Limits of detection for As(III), As(V), MMA, DMA, and AsB by this method were 0.32, 0.25, 0.10, 0.29, and 0.10 μg/liter, respectively. The recovery of each species in the spiked (5 and 10 μg/liter of each five arsenic species) urine and aqueous sample were between 95 and 105%. Method parameters for arsenic speciation in urine by HPLC-ICP-MS are described in Table 2.

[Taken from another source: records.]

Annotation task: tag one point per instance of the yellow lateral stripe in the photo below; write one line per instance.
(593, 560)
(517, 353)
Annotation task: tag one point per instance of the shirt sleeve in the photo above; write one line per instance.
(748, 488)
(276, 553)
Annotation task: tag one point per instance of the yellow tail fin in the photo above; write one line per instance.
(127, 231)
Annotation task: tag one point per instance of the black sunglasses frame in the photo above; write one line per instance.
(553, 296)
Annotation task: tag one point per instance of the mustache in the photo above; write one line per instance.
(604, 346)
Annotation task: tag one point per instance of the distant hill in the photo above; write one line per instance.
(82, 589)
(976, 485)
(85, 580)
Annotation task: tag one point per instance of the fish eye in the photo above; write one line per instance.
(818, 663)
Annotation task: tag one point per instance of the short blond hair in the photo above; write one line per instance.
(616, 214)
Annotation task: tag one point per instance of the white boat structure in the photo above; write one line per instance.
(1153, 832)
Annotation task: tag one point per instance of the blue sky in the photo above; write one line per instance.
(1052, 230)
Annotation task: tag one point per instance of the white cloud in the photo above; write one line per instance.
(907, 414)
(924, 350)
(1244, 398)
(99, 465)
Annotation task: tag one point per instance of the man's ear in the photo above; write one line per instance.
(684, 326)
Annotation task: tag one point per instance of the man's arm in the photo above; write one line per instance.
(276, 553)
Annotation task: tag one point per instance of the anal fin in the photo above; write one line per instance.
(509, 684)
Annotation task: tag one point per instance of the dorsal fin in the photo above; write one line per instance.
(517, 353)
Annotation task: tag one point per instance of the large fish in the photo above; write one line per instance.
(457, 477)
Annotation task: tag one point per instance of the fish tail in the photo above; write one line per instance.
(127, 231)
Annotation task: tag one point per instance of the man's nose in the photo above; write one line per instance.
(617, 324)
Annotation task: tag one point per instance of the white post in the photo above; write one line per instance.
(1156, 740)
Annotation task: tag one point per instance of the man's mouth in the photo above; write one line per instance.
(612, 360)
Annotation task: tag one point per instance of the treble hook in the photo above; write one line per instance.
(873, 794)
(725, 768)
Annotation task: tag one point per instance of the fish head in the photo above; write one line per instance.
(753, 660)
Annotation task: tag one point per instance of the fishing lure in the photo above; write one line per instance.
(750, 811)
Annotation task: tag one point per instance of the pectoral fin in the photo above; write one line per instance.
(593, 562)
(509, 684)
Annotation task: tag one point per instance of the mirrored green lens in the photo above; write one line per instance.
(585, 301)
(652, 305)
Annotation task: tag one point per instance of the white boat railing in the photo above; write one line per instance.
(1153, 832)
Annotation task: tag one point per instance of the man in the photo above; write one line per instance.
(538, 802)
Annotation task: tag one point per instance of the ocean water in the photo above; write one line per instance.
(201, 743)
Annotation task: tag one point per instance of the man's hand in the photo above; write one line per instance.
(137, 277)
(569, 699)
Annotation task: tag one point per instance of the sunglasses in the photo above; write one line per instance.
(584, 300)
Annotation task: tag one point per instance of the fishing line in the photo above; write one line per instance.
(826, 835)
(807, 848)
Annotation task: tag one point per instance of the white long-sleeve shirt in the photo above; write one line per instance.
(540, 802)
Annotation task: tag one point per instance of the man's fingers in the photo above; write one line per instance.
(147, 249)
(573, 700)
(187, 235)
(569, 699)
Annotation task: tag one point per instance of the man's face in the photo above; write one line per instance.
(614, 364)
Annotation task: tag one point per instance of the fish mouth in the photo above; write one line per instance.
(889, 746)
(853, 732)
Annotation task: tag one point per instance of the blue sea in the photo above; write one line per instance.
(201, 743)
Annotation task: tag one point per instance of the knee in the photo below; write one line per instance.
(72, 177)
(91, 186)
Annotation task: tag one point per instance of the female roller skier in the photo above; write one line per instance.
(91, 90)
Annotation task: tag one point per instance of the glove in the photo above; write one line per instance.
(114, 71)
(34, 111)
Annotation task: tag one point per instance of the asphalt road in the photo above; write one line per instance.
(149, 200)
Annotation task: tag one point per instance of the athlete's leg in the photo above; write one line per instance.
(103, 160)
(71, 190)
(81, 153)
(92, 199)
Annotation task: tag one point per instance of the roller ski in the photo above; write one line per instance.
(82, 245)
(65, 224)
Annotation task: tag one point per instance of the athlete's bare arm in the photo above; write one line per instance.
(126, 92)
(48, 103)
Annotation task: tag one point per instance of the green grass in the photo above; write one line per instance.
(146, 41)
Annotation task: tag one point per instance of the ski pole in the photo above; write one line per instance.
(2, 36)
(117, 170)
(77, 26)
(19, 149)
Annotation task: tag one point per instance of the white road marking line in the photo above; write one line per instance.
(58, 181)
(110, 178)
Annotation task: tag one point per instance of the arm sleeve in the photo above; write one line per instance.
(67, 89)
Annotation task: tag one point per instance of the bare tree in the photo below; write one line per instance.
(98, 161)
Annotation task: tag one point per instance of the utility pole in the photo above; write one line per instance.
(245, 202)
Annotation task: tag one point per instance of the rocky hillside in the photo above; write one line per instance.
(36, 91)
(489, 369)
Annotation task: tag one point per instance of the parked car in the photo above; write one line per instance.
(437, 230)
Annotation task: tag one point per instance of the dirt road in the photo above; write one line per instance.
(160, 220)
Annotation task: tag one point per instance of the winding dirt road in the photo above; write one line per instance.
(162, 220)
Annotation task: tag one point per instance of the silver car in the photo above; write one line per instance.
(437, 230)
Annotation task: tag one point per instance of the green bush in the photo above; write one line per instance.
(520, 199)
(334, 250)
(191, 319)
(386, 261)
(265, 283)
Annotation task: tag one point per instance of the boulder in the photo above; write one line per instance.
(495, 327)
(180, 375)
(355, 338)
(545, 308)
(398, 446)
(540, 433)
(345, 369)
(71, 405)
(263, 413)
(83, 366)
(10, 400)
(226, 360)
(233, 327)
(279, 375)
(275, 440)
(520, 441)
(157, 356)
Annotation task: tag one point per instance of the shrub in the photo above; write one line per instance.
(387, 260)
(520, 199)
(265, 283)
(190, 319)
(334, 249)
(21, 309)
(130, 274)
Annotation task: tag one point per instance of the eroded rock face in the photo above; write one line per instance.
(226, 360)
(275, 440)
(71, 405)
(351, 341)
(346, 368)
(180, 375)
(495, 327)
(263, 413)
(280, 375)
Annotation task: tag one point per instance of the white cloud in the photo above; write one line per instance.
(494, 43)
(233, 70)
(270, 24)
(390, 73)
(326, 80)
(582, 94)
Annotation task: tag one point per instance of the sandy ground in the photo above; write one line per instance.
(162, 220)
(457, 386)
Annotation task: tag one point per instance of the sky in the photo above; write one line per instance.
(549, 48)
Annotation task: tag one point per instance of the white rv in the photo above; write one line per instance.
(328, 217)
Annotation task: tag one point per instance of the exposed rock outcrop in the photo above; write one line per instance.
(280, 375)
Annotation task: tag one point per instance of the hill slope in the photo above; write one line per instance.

In addition, we analyzed five arsenic species in a NIST SRM 2670 elevated level and a normal level. Because no certified values for each arsenic species were available, the levels of arsenic in these two urine standards were compared with the results from other laboratories (Table 3). Our results are in agreement with data from other groups.

Stability of Arsenic Species

To control for the effects of MMA and DMA on distribution, we compared the stability of As(III) and As(V) in mixed solutions [As(III), As(V), MMA, and DMA; Fig. 1, A and B] to the individual As(III) and As(V) aqueous standards (Fig. 1, C and D). We found that the presence of MMA and DMA did not affect the distribution of As(III) and As(V) in aqueous solution. But if the arsenic methylation enzymes (or specific microorganisms) are present, inorganic arsenic may be methylated to organic arsenic (e.g., MMA and DMA). The concentration of As(III) and As(V) species in the 10 μg/liter mixed arsenic aqueous standards were stable only up to day 29. The reduction of As(V) to As(III) began thereafter and was complete by day 36 (Fig. 1,A). We observed a similar effect but at a slower rate with a 100 μg/liter standard: a significant change from As(V) to As(III) occurred after day 36 and was complete by day 94 (Fig. 1,B). For both aqueous standards, MMA and DMA concentrations remained stable up to 4.5 months since preparation. The 100 μg/liter individual As(III) aqueous standard (pH = 6.0; 4°) was stable for at least 3 months (Fig. 1,C). The rate of reduction of As(V) to As(III) in 100 μg/liter As(V) individual aqueous standard (Fig. 1 D) is the same as in the mixed arsenic aqueous standard.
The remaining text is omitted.